When it became clear to me, I made it clear to them: If they were interested in adding me as a full-time resource, I was ready and willing. I’m now proud to announce I am the senior director of product delivery at Fyusion.


I believe in this company, and I believe in my ability to add value in my role. It’s the right fit at the right time. But the past two years have also reminded me that I’m not truly happy if all I do is work. I’ve donated a lot of time to startups and women-led businesses to help the next generation of entrepreneurs in this community, and I don’t want that work to stop, even as I take on a full-time role.


To that end, I am building an organization that will allow me to donate my time, experience and resources to support the work of others. I plan to continue mentoring startups in Charlotte and beyond, and I’m looking for new ways to lift up female entrepreneurs and give them the support I didn’t have when I was starting out. If I can be even the smallest stepping stone in someone’s success, I want to do that.
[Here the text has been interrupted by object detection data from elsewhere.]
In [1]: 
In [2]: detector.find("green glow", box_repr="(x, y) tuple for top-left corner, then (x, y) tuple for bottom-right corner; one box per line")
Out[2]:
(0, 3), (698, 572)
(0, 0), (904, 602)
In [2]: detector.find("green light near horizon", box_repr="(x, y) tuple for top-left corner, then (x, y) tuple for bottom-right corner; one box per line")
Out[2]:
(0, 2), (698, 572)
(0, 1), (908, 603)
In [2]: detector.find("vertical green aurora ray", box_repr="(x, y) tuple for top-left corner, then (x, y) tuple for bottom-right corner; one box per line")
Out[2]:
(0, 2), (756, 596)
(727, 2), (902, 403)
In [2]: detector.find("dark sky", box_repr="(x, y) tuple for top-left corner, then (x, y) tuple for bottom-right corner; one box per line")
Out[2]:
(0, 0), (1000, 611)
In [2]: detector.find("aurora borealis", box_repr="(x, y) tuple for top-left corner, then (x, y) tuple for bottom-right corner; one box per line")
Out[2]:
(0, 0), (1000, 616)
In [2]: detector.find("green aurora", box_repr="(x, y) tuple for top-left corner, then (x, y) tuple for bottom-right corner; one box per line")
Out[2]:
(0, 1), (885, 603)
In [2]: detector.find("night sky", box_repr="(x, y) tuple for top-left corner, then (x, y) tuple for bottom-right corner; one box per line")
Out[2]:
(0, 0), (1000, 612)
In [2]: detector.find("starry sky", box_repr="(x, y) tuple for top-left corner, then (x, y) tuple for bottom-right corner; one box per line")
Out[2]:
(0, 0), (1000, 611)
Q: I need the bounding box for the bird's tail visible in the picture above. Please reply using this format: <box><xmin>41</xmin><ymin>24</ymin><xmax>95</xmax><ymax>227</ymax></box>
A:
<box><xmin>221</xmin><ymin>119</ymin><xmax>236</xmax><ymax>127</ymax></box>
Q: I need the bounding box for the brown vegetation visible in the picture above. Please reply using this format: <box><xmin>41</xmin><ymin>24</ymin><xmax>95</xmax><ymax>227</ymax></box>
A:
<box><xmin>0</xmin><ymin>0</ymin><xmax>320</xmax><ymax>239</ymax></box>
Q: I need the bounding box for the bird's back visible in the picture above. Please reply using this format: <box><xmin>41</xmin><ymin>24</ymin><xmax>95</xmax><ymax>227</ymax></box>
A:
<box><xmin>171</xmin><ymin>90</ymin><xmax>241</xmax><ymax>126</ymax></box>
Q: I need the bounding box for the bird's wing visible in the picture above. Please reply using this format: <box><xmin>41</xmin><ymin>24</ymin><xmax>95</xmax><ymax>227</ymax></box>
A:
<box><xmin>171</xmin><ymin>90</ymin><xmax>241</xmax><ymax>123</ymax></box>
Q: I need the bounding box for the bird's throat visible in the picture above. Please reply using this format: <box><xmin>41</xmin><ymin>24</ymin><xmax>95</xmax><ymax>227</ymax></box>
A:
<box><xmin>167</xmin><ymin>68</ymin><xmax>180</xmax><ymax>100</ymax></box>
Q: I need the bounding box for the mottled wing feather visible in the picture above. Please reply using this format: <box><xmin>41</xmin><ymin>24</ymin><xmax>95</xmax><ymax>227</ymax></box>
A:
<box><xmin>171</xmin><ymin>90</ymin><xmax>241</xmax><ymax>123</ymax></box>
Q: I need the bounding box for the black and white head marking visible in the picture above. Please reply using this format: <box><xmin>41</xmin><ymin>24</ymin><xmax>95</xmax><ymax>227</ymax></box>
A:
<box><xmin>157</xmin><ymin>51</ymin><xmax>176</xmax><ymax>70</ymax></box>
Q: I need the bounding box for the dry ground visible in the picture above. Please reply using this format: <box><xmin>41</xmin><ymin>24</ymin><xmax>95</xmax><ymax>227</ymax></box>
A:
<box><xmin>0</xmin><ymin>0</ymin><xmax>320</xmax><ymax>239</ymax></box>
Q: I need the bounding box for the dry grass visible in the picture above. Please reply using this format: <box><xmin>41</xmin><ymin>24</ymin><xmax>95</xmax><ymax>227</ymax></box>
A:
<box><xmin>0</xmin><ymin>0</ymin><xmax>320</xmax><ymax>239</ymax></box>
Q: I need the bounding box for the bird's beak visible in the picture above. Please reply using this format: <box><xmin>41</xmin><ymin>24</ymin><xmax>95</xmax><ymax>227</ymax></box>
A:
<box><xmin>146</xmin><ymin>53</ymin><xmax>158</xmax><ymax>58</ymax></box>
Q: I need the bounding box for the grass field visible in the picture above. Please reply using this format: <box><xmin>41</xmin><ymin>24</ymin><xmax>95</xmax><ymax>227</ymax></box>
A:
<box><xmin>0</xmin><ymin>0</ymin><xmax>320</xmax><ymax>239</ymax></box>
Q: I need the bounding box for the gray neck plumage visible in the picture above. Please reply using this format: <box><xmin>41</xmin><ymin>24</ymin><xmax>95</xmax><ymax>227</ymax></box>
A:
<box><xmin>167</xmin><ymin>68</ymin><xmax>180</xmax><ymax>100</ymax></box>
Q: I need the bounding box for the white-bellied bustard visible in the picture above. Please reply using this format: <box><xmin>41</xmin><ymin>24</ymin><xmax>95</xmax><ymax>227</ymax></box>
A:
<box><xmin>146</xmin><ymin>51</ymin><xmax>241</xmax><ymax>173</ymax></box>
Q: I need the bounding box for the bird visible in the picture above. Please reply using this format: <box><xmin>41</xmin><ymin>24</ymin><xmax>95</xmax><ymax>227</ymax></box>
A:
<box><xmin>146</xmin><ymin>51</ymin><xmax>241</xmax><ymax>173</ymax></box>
I know it is a luxury and a privilege to be thoughtful in the work you choose to pursue. Not everyone has that chance, particularly in the world we live in now. But I also know there are many of us who have the opportunity to shape what’s next but don’t take it. This is not about going off the grid or finding yourself. This is about being intentional about what’s next so you can have the biggest impact on the world around you.


I’m excited about this next chapter of my career. I’m excited about my commitment to keep giving back. At the same time, I haven’t stopped thinking about what’s next. You shouldn’t, either.